Celebrate! Setbacks are an essential part of the learning process. You can’t succeed without them. So smile, pat yourself on the back, and realize this setback means you’re making progress and are about to level up. If it’s a small setback, start again and don’t worry about it. If it’s a large setback and you feel blocked or are thinking about quitting, watch this video on habits from acclaimed therapist Dr. David Burns.
When can I add another habit?
You can consider a habit firmly established when you’ve gone through the cycle of setback and recommitment enough times that you pick the habit back up quickly for two reasons: you miss it because it makes you feel good, and it’s easy to start again because you know that setbacks are to be expected and they no longer make you doubt yourself.
Leah’s Top 4 Health Habits for Health and Happiness
These are based on my personal experience, as well as fifteen years working with thousands of patients. When things get really busy and stressful and I drop all of my healthy habits, which happens several times a year, the habits below are the first things I pick back up. They’re easy and help me get on track—that’s why I come back to them and why I recommend them to others. They may seem small, but they’ve been the key to helping me grow to place where I’m happier and healthier in my 40s than I was in my 20s.
- Do 5 minutes of box breathing a day for greater mental and emotional resiliency.

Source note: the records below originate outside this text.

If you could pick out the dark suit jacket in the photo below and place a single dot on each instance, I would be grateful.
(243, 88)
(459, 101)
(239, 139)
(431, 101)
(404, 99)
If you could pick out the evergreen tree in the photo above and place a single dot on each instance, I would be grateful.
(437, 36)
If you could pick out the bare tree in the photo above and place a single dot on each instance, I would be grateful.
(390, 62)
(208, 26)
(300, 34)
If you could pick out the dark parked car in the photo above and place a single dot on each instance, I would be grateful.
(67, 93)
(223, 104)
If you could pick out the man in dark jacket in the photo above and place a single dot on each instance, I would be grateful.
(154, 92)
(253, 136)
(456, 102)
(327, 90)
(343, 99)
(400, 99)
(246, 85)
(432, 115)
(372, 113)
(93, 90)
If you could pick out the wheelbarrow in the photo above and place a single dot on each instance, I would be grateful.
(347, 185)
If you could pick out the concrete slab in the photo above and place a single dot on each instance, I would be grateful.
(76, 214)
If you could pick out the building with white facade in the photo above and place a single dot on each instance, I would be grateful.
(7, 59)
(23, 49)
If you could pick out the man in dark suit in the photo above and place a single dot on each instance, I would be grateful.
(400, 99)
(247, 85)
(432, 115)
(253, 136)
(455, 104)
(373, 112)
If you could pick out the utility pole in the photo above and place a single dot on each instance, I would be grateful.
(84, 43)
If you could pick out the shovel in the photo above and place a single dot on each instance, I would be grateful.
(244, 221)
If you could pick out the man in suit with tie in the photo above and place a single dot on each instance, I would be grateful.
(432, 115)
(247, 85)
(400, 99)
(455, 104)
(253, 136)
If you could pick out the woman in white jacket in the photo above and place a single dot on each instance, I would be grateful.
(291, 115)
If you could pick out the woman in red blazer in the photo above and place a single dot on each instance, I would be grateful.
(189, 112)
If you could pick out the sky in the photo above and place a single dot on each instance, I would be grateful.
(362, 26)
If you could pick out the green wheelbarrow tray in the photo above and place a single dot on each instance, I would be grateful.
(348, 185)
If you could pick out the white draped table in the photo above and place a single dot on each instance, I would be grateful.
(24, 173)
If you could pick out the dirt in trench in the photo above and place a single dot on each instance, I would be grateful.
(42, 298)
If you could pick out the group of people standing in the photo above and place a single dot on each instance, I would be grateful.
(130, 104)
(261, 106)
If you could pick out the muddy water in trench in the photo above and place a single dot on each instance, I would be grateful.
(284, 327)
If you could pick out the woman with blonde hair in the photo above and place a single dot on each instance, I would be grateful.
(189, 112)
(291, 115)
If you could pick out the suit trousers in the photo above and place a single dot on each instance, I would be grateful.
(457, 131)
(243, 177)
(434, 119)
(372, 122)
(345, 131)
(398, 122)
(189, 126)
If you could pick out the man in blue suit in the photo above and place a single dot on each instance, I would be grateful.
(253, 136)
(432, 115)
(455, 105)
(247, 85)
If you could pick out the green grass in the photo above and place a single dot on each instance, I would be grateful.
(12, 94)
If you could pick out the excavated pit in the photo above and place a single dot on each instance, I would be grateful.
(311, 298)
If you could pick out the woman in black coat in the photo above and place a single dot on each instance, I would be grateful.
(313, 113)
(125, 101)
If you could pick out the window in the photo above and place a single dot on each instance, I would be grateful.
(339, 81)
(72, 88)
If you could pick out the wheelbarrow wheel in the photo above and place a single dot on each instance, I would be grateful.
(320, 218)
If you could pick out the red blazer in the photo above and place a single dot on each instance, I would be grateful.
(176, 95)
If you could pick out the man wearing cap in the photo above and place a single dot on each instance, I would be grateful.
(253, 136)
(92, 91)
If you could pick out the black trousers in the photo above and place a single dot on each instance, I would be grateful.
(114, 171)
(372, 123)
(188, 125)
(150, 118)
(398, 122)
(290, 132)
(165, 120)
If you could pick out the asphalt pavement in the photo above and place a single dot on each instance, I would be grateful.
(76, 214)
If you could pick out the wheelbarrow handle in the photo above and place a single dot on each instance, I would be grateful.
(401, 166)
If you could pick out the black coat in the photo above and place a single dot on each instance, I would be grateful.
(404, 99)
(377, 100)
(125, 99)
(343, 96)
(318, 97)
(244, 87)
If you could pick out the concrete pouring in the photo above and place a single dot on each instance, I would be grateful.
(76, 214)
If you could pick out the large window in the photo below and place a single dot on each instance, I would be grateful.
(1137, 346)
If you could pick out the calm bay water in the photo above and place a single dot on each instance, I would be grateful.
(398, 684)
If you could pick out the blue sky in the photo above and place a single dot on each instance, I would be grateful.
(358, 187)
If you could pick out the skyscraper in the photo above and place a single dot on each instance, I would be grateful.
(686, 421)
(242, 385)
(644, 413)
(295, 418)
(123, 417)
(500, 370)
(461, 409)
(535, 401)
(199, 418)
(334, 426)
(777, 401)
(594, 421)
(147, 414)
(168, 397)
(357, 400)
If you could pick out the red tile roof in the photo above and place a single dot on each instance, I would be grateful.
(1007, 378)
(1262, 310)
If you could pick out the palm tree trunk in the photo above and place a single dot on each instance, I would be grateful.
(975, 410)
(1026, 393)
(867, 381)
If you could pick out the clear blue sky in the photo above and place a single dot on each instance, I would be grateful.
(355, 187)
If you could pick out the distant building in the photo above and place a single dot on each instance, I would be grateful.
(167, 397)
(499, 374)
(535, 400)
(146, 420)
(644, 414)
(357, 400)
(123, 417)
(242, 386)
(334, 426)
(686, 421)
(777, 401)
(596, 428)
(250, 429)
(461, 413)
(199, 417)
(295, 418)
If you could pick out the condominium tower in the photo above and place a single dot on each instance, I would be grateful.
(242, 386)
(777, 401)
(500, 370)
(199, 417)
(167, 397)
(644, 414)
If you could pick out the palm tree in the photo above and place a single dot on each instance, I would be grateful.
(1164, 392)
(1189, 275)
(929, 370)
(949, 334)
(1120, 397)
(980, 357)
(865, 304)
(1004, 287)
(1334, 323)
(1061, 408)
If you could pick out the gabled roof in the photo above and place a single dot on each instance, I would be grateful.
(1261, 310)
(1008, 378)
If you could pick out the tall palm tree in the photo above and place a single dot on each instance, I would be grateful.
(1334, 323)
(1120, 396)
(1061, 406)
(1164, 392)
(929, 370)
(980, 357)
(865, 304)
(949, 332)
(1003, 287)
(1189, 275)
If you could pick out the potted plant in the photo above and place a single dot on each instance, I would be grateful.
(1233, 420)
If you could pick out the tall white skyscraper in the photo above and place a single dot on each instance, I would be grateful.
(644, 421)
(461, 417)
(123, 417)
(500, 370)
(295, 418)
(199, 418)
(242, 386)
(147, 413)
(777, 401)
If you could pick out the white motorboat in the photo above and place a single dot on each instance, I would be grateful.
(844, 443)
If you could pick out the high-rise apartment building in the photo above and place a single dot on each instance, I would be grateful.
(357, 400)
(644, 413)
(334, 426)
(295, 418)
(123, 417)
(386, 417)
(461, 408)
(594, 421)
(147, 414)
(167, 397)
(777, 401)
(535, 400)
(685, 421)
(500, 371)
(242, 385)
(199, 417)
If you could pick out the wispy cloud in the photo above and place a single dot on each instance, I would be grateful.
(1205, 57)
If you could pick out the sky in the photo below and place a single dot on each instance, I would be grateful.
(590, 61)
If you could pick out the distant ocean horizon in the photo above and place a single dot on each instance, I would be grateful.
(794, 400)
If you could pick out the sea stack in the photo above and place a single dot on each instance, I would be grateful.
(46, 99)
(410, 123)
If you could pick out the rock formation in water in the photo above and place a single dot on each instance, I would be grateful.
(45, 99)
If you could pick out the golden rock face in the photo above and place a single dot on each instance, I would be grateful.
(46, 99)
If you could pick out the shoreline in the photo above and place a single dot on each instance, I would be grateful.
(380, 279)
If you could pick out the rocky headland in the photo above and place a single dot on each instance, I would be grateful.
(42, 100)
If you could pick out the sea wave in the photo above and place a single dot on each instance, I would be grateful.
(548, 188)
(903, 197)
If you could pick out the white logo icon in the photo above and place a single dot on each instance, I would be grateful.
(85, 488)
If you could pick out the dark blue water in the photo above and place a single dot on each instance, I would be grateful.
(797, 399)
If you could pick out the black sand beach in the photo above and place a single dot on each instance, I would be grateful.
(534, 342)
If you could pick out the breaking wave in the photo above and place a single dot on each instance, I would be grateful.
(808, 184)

Within a week of practice, you’ll be less irritable and reactive. Put it on your daily to do list, set a timer on your phone, and keep at it.
- Take a 10 minute walk. If you have physical limitations right now that make ten minutes too difficult, split it into 5 minutes twice a day. Our bodies need 20-30 minutes of movement a day for optimal health. More than that is for vanity or performance. There is nothing wrong with wanting to look good or push yourself physically, but those goals don’t have anything to do with health. Daily movement greatly reduces the risk of every chronic health disease, and improves your mood. After you finish your walk, notice how you feel in that moment, both mentally and physically. If you feel calmer, more relaxed, or energized, you’re more likely to make this a habit.
- Prioritize sleep. Our bodies and minds heal while we sleep. Better sleep leads to a better mood, better decision-making, more energy, even a stronger libido. The best plan for addressing sleep hygiene is the following: make sure your room is cold, quiet and dark. Sometimes that means putting an alarm clock in a drawer to block the light, using a sleeping mask or ear plugs, putting a bothersome pet in the basement for the night, or even sleeping in another bed if you have a partner who snores loudly. Stop browsing your phone by 8pm, don’t drink any alcohol later than dinner, and don’t drink any caffeine later than lunch. If you have difficulties prioritizing sleep, make time for an additional 20 minutes for two weeks and see how you feel. Most people are amazed by the difference. If you’re having issues with insomnia, let me know and we can discuss strategies for healthy sleep in greater detail.
- Pack a lunch. Cutting back on sugar and processed carbs will decrease chronic, low-level inflammation in your body. If you have low energy, headaches, joint pain, menstrual pain, skin issues, or digestive complaints, this will help. Why lunch? It’s easier to fix than dinner, particularly if you’re cooking dinner for a family. It’s an easy place to add fruit and vegetables to your diet. Plus, if you eat well at lunch, you’re less likely to be so hungry by dinner time that you pick up fast food.
One last piece of advice—managing multiple healthy habits
As you move to the next health habit, expect to have less time for the other habits you’ve established. No one can do everything; luckily we don’t need to. When I started my box breathing habit, I wrote it down on my to do list every day and managed to follow through on it most days. At this point, it’s one of several habits that I use to manage my stress level and mood. Some weeks I focus more on my diet, sometimes on sleep—it depends on the specific circumstances of that week, how well I’m feeling, whether I’m on top of things or picking myself up after being thrown off balance by life. The point is, you don’t need to be perfect to be healthy and happy. Celebrate your wins, and keep trying. It makes a difference.